Confidence Alone Fails Oversight Triage

Why model confidence can be calibrated on average but still fail the operational question: which agent decisions deserve scarce human review.

July 2, 2026 · 4 min

Calibration alone fails review routing

A calibrated model can still be a poor triage system. Calibration asks whether stated confidence matches accuracy on average. Oversight triage asks a different question: when review time is scarce, which individual agent decisions should a person inspect?

That distinction matters for agentic systems because oversight is an intervention. The reviewer needs a signal that points to decisions where human attention could change the outcome.

Benchmarking oversight as allocation

Safe MarketUniverses turns oversight into a budgeted allocation problem. Each episode contains sequential agent decisions, a fixed human-review budget, and a hindsight oracle that spends the same budget optimally after seeing the outcomes. The benchmark scores review rules by regret against that oracle.

This is a stricter test than asking whether confidence sounds reasonable. A confidence score can behave well in aggregate and still miss the particular decisions where review would have prevented avoidable loss.

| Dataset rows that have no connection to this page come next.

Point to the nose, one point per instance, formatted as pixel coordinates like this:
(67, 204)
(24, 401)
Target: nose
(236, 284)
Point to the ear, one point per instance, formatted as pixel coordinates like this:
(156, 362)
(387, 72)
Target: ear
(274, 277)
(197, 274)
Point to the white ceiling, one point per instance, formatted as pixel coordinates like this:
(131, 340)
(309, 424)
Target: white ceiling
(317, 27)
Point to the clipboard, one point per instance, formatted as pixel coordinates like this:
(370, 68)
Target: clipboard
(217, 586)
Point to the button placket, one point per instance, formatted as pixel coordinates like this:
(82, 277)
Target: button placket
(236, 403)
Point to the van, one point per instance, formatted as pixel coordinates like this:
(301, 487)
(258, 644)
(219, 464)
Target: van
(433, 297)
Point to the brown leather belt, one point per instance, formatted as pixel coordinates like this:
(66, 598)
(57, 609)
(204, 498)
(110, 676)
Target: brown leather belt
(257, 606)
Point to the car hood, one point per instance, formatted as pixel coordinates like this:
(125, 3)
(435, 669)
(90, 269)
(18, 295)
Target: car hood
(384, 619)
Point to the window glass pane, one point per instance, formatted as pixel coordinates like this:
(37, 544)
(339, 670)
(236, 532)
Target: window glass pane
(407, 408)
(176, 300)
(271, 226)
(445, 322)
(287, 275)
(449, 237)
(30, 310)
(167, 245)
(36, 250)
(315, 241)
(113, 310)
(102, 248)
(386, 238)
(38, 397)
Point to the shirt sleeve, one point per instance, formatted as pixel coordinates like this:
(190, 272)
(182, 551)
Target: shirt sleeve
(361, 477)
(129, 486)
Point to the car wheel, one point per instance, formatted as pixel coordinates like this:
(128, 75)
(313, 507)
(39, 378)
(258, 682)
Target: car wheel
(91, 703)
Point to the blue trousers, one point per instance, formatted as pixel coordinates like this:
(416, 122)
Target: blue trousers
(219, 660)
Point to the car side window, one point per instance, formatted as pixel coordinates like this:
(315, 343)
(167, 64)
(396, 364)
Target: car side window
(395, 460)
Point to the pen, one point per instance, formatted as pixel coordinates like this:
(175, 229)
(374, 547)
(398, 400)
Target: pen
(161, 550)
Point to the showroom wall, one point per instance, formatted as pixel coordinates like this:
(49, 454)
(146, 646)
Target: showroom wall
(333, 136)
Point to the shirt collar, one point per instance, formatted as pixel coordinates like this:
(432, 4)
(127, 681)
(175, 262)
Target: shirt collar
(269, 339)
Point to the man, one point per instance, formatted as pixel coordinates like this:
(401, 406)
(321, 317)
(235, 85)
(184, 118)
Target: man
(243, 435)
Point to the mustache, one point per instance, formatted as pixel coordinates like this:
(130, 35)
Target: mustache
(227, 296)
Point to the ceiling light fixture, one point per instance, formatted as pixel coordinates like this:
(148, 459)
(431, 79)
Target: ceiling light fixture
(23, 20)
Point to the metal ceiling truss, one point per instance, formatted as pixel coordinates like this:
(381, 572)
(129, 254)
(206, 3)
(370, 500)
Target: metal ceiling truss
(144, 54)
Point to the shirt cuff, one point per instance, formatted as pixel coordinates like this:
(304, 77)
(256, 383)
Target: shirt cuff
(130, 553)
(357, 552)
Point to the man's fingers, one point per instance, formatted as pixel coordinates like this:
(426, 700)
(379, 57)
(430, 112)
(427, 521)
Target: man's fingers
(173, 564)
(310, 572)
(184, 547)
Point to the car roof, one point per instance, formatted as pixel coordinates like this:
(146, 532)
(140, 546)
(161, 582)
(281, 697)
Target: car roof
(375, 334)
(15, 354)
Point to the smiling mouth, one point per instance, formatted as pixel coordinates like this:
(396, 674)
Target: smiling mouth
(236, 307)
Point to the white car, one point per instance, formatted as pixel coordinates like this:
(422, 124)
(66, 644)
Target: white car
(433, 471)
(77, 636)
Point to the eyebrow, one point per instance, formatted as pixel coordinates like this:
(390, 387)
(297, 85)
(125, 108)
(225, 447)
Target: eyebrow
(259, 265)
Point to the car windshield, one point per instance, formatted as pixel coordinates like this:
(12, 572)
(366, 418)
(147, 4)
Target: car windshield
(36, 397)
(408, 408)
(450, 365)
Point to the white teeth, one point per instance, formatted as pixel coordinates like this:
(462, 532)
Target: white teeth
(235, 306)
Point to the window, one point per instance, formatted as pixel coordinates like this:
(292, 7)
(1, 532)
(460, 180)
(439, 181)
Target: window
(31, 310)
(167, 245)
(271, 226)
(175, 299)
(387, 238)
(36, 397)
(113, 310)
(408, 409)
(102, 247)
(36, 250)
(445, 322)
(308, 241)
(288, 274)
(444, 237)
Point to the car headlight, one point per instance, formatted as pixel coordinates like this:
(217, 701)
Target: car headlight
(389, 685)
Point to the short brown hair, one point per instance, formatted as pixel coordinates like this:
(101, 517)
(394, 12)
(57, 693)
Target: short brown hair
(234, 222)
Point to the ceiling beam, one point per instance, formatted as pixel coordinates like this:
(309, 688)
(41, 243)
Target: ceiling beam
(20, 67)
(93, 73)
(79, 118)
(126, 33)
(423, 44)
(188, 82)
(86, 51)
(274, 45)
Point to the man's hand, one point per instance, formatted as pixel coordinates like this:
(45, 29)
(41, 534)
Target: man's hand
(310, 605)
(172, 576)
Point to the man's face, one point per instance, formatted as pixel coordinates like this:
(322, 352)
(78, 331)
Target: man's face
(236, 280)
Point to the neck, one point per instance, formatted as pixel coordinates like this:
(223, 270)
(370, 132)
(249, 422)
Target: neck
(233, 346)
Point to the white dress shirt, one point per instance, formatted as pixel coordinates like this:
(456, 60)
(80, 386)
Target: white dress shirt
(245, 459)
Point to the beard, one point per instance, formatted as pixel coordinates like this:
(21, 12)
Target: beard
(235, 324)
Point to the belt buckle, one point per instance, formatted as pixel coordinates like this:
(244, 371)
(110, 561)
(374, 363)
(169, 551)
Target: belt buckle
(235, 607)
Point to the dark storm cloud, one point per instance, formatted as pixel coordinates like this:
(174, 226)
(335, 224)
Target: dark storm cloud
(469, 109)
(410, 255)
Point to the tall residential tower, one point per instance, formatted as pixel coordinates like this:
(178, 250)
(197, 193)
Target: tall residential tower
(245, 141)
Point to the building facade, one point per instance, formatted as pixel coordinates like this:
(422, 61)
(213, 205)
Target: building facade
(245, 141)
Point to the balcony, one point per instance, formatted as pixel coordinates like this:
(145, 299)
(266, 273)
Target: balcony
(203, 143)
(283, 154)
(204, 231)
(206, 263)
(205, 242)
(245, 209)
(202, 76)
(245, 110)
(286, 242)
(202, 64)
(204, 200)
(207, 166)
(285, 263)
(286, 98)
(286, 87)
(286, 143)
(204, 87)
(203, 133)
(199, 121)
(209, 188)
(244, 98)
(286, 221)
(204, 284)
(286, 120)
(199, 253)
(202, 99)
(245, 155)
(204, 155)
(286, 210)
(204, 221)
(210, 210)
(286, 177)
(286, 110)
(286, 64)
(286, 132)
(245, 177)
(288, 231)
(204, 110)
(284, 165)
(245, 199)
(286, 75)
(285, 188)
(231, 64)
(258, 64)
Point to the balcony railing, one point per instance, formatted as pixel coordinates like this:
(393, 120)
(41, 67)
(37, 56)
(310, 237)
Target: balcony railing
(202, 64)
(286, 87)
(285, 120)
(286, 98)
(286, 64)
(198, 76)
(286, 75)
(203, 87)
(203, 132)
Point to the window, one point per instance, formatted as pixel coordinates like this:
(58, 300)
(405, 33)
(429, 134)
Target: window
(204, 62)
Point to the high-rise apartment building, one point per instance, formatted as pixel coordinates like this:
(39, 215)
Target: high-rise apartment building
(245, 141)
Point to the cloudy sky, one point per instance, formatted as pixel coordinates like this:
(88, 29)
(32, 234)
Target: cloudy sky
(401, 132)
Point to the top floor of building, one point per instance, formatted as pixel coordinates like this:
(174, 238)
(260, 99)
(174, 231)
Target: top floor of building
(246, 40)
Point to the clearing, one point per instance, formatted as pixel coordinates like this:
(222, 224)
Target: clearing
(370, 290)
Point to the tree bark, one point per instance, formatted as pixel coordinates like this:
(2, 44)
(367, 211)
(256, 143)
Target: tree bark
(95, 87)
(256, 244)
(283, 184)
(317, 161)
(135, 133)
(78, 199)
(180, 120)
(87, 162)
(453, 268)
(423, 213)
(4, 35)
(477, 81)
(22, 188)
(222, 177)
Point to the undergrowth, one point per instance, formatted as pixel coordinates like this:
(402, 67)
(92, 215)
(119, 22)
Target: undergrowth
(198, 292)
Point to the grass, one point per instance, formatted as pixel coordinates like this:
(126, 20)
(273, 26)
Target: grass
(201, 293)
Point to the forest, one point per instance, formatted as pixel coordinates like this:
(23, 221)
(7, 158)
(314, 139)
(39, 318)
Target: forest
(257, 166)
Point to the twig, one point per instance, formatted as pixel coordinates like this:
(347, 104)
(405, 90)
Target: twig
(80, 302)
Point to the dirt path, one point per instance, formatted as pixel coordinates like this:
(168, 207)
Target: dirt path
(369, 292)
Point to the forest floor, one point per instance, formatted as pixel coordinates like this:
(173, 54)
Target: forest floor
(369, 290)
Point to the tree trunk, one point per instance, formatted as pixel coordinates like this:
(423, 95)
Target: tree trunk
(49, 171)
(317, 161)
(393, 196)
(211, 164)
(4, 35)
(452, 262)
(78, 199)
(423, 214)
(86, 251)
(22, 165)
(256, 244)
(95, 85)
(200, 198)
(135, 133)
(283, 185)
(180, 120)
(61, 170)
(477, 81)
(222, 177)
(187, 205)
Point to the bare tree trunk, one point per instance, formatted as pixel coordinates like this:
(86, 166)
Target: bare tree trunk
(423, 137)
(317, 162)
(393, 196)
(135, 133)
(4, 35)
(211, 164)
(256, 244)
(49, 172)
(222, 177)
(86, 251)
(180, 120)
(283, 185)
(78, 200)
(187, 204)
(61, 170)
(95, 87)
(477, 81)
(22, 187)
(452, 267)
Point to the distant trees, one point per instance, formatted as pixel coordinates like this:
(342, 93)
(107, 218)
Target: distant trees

Confidence routed review near chance

The preregistered confidence rule performed about as well as chance across 120 episodes. A simple evidence-integrity rule did better under the preregistered scoring scheme. Even so, that result carries caveats: the public repo shows the edge is fragile and can flip under equal-weight scoring.

Accordingly, the benchmark makes a narrower claim: average calibration alone lacks the operational evidence needed to allocate a limited human-review budget.

Design standards for an oversight benchmark

A benchmark meant to guide oversight should score the oversight decision itself. That means asking:

Which failure mode is the reviewer trying to catch?
What evidence would have made that failure visible?
Does the scoring rule match the institutional decision?
What changes when review budget is fixed?
Which caveats survive beside the headline number?

Oversight benchmarks should reward signals that direct scarce review toward decisions where intervention can change the outcome.